Ty folgte mit seinem Blick, der Hand entlang, den Arm hinauf um zu sehen, welches kleine Mädchen sich in ihren Streit einmischte.
Kein Mädchen, einfach nur eine winzige, schmale Frau. Vielleicht gerade einmal 1,55 Meter groß.
Ihre dünnen Beine steckten in schwarzen Leggins und darüber trug sie einen riesigen, unförmigen schwarzen Strickpullover, der ihr bis zur Mitte der Oberschenkel reichte.
Sie sieht aus wie ein Fass auf Stelzen, dachte er.
Aus dem Ungetüm an Pullover ragte ein schmaler Hals. Ihr Gesicht war blass und ungeschminkt.
Schön, ja, aber nicht herausgeputzt wie bei den meisten Frauen in ihrem Alter. Er schätzte sie auf ungefähr 23 Jahre. Sie hatte unscheinbare dunkelbraune Augen mit extrem langen Wimpern. Eine kleine Stupsnase und schöne, volle Lippen in einem dunklen Rot-Ton.
Ihre dunkelbraunen Haare waren zu einem nachlässigen Knoten hochgesteckt und einige Strähnen hatten sich gelöst.
Ihre Hand ruhte immer noch auf Gregors Arm und ihr Blick war fest mit seinem verhakt. Sie schienen mit ihren Blicken zu kommunizieren und verstanden sich anscheinend wortlos.
Gregor stöhnte gequält auf, wandte sich ab und ging. Ohne auch nur ein Wort gesagt zu haben, hatte diese kleine Frau Gregor von einem tollwütigen Hund in einen getretenen Welpen verwandelt. Und auch ohne ein Wort an den Rest zu wenden, wandte sie sich ab und ging wieder auf ihren Sitzplatz am Rand der Gruppe.
Ty, dessen Wut in Verblüffung umgeschlagen war, schüttelte fassungslos den Kopf.
"Was bitte war das?", wandte er sich an Alexa.
Diese schüttelte traurig lächelnd den Kopf.
"Lass es lieber, Ty. Wenn es um Nina geht, sieht Gregor immer rot. Tu am besten so, als wäre sie gar nicht da"
Alexa sah ihn eindringlich an.
Ty blickte zurück zu Nina, die wieder ihren Beobachtungsposten eingenommen hatte. Sie saß einfach nur da und fotografierte die Menge.

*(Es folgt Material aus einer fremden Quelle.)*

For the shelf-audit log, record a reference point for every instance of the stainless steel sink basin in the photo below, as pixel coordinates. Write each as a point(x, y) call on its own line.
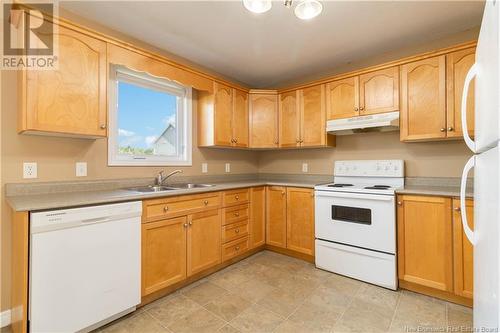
point(152, 189)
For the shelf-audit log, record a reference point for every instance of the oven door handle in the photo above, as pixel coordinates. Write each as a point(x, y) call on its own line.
point(342, 195)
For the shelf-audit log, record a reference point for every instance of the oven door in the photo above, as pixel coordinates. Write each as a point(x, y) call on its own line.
point(364, 220)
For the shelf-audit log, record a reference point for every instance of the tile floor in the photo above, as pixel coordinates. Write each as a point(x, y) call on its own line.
point(269, 292)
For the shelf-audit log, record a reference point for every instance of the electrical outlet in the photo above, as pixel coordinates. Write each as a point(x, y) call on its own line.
point(30, 170)
point(81, 169)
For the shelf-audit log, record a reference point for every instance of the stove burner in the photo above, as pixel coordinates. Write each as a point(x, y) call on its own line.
point(378, 187)
point(340, 185)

So zu tun, als wäre sie nicht da, fand Ty gar nicht so einfach. Bisher war sie ihm nie aufgefallen. Er war sich gar nicht so sicher, ob sie bei den bisherigen Zusammentreffen der beiden Gruppen jemals anwesend gewesen war.
Gregor ging zu ihr, ließ sich vor ihr auf die Knie fallen und sprach mit ihr.
Nein, dachte Ty, nicht mir ihr, eher auf sie ein.
Sie legte den Kopf schief und schien ihm aufmerksam zuzuhören. Mitten in seinem Redefluss legte Nina ihm eine Hand auf die Wange und lächelte zaghaft. Gregor legte daraufhin seinen Kopf in ihren Schoß und Nina streichelte ihm über die Haare.
Ty sah noch einige Minuten zu, ehe er sich wieder an Alexa wandte.
"Was wird das?", fragte er verwirrt.
"Lass sie einfach in Ruhe, Ty. Wirklich, es ist besser für alle, wenn du dieses Thema einfach auf sich beruhen lässt", antwortete Alexa.
"Warum die Geheimniskrämerei?"
"Gott Ty, wenn du keine Ruhe geben willst, dann geh wenigsten zu Sky. Gregor ist eh noch sauer auf mich."
Ty wandte sich ab und holte sich erst mal ein Bier. Seine Gedanken kreisten um den seltsamen Vorfall. Er setzte sich zurück an das Lagerfeuer, wählte seinen Platz aber so, dass er Nina im Blick behielt.
Gregor saß mittlerweile neben ihr und sprach wieder auf sie ein, während Nina sich eine Zigarette drehte.